According to those people, Vance served as Trump‘s unofficial intermediary in talks with ByteDance leadership and the Chinese government. The Washington Examiner previously reported that, by the spring of 2025, Vance had actually cobbled together a phase-one divestment offer that had earned the initial approval of ByteDance and Beijing, which backed out of the deal after Trump announced his “Liberation Day” tariff slate in April.

Though talks stalled over the summer, given the icy trade relations between the U.S. and China, Vance led another push to re-engage Chinese officials in August. Sources say that, while Treasury Secretary Scott Bessent and U.S. Trade Representative Jamieson Greer got the glory for productive September trade talks with their Chinese counterparts in Madrid, it was Vance who personally briefed the Cabinet officials and built out the strategy that placed TikTok back on the negotiating table. That strategy included threatening additional trade penalties for China should the parties fail to reach some kind of agreement by the conclusion of the Madrid meeting.

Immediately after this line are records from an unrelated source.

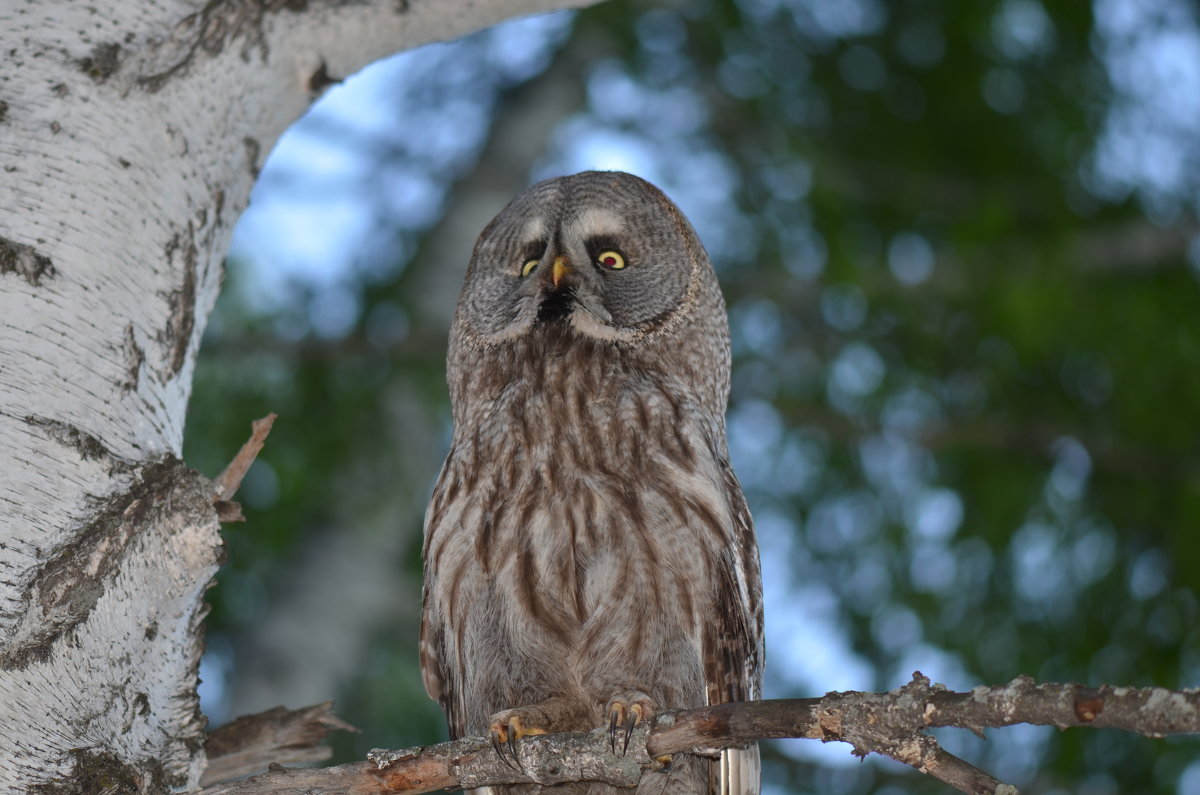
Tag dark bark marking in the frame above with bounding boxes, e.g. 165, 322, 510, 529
79, 43, 121, 83
158, 221, 199, 377
137, 0, 308, 94
29, 748, 168, 795
241, 136, 263, 180
121, 323, 146, 393
25, 414, 128, 470
0, 238, 56, 287
0, 456, 212, 672
308, 60, 342, 97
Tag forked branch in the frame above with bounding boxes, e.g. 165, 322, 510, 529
196, 671, 1200, 795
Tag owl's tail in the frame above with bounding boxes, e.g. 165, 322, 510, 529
716, 745, 762, 795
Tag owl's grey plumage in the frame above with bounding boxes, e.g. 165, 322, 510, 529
421, 172, 762, 795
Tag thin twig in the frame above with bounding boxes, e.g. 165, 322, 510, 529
212, 412, 278, 522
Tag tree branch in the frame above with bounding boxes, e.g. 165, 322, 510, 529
187, 671, 1200, 795
200, 701, 358, 787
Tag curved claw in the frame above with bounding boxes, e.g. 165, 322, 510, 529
608, 704, 629, 757
614, 704, 642, 757
492, 730, 516, 770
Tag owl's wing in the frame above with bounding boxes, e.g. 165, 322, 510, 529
420, 584, 466, 740
703, 462, 763, 795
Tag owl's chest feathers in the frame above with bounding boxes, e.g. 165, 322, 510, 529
431, 348, 730, 642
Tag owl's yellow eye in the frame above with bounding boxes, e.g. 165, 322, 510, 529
596, 249, 625, 270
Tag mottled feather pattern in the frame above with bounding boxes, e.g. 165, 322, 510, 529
421, 174, 762, 795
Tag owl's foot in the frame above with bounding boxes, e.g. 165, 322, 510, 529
607, 691, 654, 755
490, 705, 546, 770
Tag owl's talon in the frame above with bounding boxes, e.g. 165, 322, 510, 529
608, 691, 654, 757
492, 727, 516, 770
491, 710, 546, 770
608, 704, 624, 757
620, 704, 642, 757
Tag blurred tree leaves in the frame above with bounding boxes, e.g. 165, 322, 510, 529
186, 0, 1200, 793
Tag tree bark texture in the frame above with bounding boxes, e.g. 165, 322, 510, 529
0, 0, 597, 793
202, 671, 1200, 795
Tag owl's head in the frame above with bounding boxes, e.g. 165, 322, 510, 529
455, 172, 727, 348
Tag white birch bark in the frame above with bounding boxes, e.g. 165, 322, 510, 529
0, 0, 597, 793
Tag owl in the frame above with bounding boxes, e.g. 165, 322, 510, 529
420, 172, 763, 795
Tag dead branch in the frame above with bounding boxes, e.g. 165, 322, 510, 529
200, 701, 358, 787
196, 671, 1200, 795
212, 412, 278, 524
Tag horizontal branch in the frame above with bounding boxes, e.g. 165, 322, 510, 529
200, 701, 358, 787
194, 671, 1200, 795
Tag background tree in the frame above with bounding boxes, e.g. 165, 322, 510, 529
186, 0, 1200, 793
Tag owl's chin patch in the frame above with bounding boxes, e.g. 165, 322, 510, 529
538, 287, 575, 323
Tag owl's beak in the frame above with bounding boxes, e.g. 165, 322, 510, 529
550, 257, 571, 289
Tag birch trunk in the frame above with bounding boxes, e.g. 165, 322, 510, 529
0, 0, 597, 793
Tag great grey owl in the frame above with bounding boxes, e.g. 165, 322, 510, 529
420, 172, 763, 795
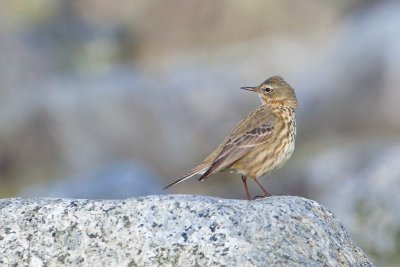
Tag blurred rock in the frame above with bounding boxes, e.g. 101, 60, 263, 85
305, 146, 400, 267
22, 164, 164, 199
0, 195, 373, 266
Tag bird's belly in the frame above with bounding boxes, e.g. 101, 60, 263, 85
229, 139, 295, 178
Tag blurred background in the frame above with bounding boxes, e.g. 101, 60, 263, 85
0, 0, 400, 266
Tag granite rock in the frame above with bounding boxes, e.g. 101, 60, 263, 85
0, 195, 373, 266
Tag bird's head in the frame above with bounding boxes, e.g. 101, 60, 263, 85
241, 76, 298, 108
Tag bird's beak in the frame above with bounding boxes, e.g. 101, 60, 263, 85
240, 86, 258, 93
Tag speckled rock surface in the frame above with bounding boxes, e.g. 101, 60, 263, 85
0, 195, 372, 266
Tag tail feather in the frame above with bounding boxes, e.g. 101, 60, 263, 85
163, 170, 205, 190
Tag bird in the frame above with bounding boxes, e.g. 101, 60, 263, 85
164, 76, 299, 200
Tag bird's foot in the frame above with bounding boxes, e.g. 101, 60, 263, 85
253, 193, 272, 200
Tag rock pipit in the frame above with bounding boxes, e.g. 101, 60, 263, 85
164, 76, 298, 199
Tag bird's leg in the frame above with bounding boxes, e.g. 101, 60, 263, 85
242, 175, 251, 200
254, 178, 271, 199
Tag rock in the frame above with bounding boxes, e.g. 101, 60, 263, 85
0, 195, 373, 266
306, 144, 400, 266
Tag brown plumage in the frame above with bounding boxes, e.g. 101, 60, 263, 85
164, 76, 298, 199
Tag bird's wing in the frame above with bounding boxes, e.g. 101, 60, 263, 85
199, 107, 276, 181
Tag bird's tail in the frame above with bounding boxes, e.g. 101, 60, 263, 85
164, 168, 207, 190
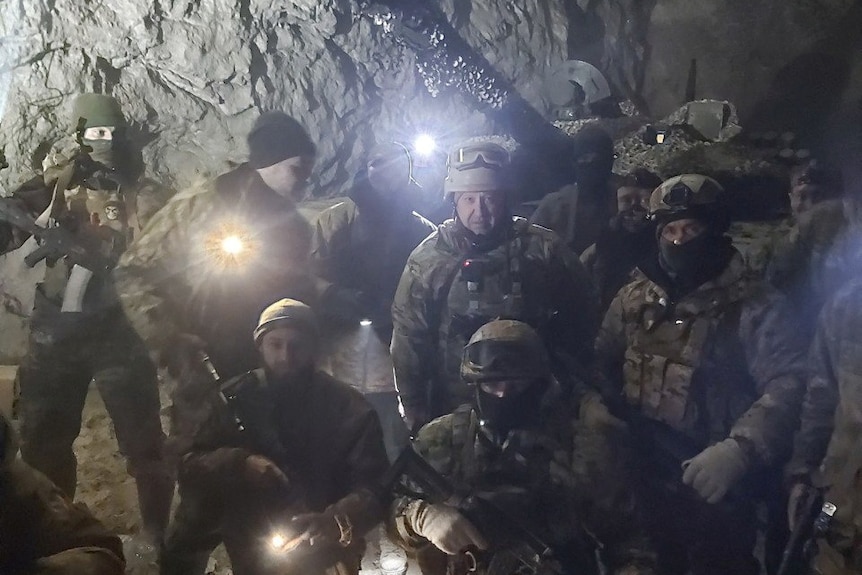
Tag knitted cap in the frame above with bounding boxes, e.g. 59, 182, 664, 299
248, 111, 317, 169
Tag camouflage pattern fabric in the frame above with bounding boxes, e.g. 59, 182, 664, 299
389, 394, 654, 575
596, 253, 806, 465
162, 370, 388, 575
787, 276, 862, 575
114, 164, 325, 378
530, 184, 617, 255
392, 218, 598, 413
766, 200, 859, 339
311, 199, 436, 393
0, 416, 125, 575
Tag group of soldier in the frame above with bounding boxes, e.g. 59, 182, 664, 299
0, 90, 862, 575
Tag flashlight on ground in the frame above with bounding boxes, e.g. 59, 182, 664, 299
413, 134, 437, 157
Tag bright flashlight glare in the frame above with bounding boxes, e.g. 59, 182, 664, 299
269, 533, 287, 551
221, 235, 245, 256
413, 134, 437, 156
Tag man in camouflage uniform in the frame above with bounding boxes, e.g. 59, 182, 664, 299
390, 320, 654, 575
115, 112, 338, 384
161, 299, 388, 575
596, 174, 805, 575
311, 142, 437, 458
530, 126, 617, 254
581, 168, 661, 313
0, 94, 173, 539
0, 414, 125, 575
766, 162, 854, 338
392, 142, 598, 430
787, 176, 862, 575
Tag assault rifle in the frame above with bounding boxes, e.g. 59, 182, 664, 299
380, 446, 564, 575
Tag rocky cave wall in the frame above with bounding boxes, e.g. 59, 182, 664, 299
0, 0, 862, 359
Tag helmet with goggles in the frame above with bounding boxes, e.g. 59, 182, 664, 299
649, 174, 727, 231
443, 142, 510, 199
461, 320, 551, 384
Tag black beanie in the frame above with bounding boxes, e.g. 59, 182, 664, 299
248, 111, 317, 170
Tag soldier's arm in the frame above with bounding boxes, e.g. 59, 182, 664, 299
786, 301, 844, 482
730, 292, 807, 465
0, 177, 53, 254
113, 189, 215, 350
311, 204, 351, 283
391, 254, 437, 416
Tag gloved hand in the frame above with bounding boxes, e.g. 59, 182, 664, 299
158, 333, 206, 377
405, 501, 488, 555
787, 482, 810, 531
243, 455, 290, 489
287, 512, 353, 548
398, 401, 431, 436
682, 438, 748, 503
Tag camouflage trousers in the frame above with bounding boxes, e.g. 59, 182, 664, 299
19, 314, 174, 536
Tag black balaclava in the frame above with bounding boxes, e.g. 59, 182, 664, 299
474, 380, 548, 443
572, 126, 614, 201
656, 222, 733, 293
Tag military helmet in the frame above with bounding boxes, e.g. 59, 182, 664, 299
443, 142, 510, 199
649, 174, 727, 224
461, 319, 551, 384
72, 94, 126, 130
253, 298, 318, 343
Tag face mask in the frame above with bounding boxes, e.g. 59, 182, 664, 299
476, 382, 545, 439
617, 208, 650, 234
82, 140, 117, 168
659, 232, 730, 281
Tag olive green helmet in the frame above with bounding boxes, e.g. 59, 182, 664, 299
443, 142, 511, 199
649, 174, 727, 231
253, 298, 318, 343
461, 319, 551, 384
72, 94, 126, 130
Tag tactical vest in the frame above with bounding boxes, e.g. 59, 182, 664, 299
40, 182, 141, 311
438, 232, 554, 400
623, 272, 753, 443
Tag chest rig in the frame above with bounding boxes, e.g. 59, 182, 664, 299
623, 280, 750, 441
440, 236, 550, 374
40, 182, 141, 312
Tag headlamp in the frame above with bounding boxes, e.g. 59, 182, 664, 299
203, 222, 258, 270
413, 134, 437, 156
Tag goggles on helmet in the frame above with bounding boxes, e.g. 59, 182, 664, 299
461, 340, 548, 383
451, 144, 509, 170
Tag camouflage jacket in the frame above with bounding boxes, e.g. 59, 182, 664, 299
391, 218, 598, 413
530, 184, 616, 255
766, 200, 859, 338
787, 276, 862, 560
596, 252, 806, 465
114, 164, 330, 378
0, 150, 170, 324
311, 195, 437, 392
389, 394, 654, 573
0, 416, 125, 575
171, 369, 389, 537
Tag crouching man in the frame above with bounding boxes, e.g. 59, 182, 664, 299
0, 415, 125, 575
389, 320, 654, 575
161, 299, 388, 575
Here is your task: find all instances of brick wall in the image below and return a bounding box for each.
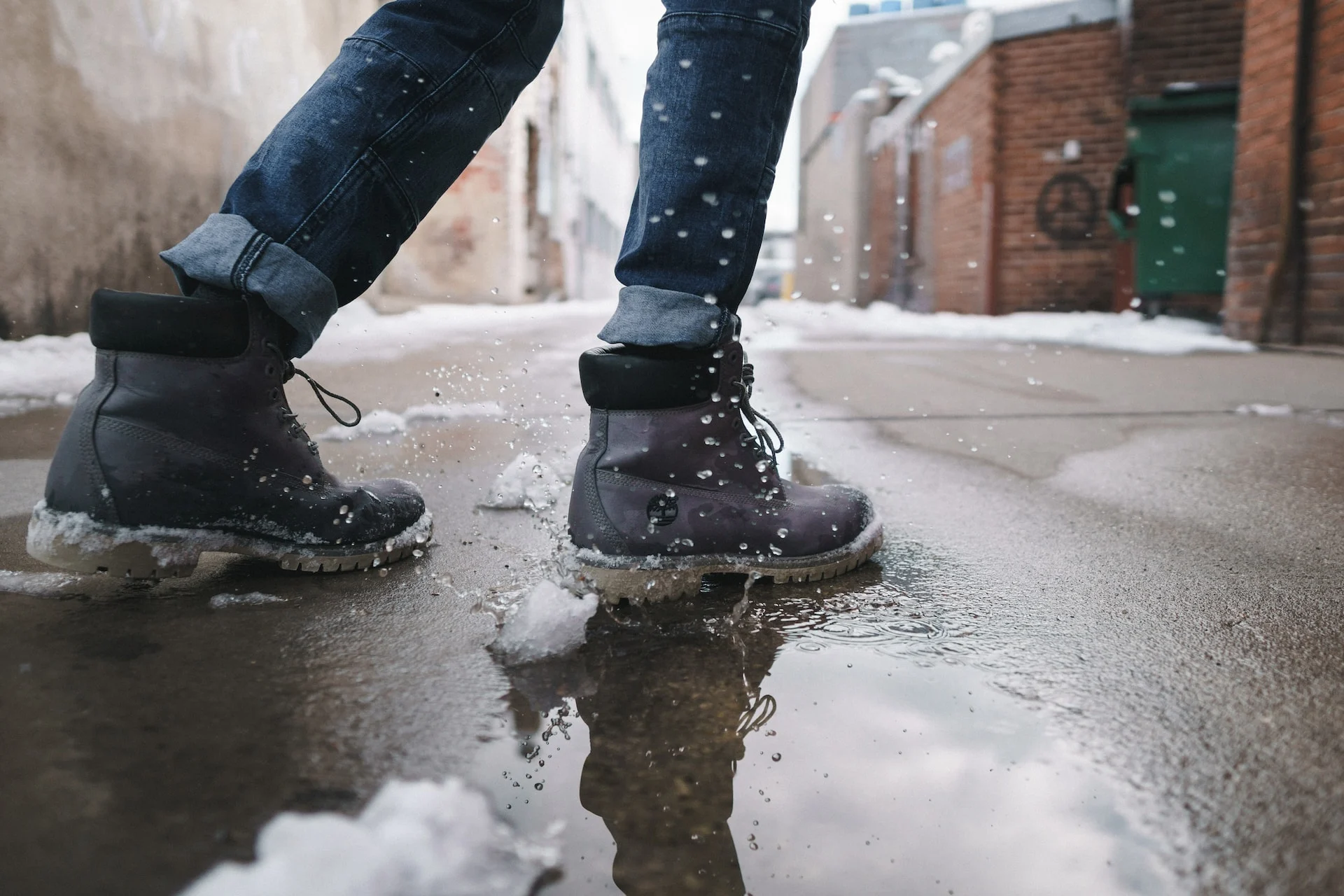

“It felt a little like he was shooting from the hip at the time, considering the threats Beijing was already lobbing back at us,” one senior White House official explained. “But it actually worked. The vice president was able to bridge that divide and really get, not only the governments, but the U.S. investors themselves to buy in.”

Jason Miller, a longtime, out-of-government adviser to the president, scoffed at the idea of Vance serving as a bridge, suggesting the characterization “makes it sound a lot easier than it was.”

“I would say that this was peak diplomacy,” he told the Washington Examiner over the phone while waiting to depart Switzerland following the World Economic Forum. “It took someone who definitely had the government experience, the Silicon Valley VC experience — having been around a number of complex deals — but also having the stature of being the sitting vice president to be able to pull this off.”

“What I mean by that is you’re dealing with a number of very prominent investors, you’re dealing with a foreign government, you’re dealing with a lot of people in the public policy space who have very formed opinions about what this should look like,” Miller continued. “Ultimately, you have the fact that this was a big priority for President Trump, and he wanted this to get done, so he put his No. 1 in charge of going to do that, and the vice president landed the plane.”

READ IN FULL: VICE PRESIDENT JD VANCE’S INTERVIEW WITH THE WASHINGTON EXAMINER

A Vance spokesperson told the Washington Examiner, “Thanks to the leadership of President Trump and Vice President Vance, the Administration has successfully made good on yet another campaign promise and saved TikTok for its hundreds of millions of American users.

“With this new entity under the control of U.S. investors, Americans can continue to enjoy TikTok safely and securely with their data protected in the United States.”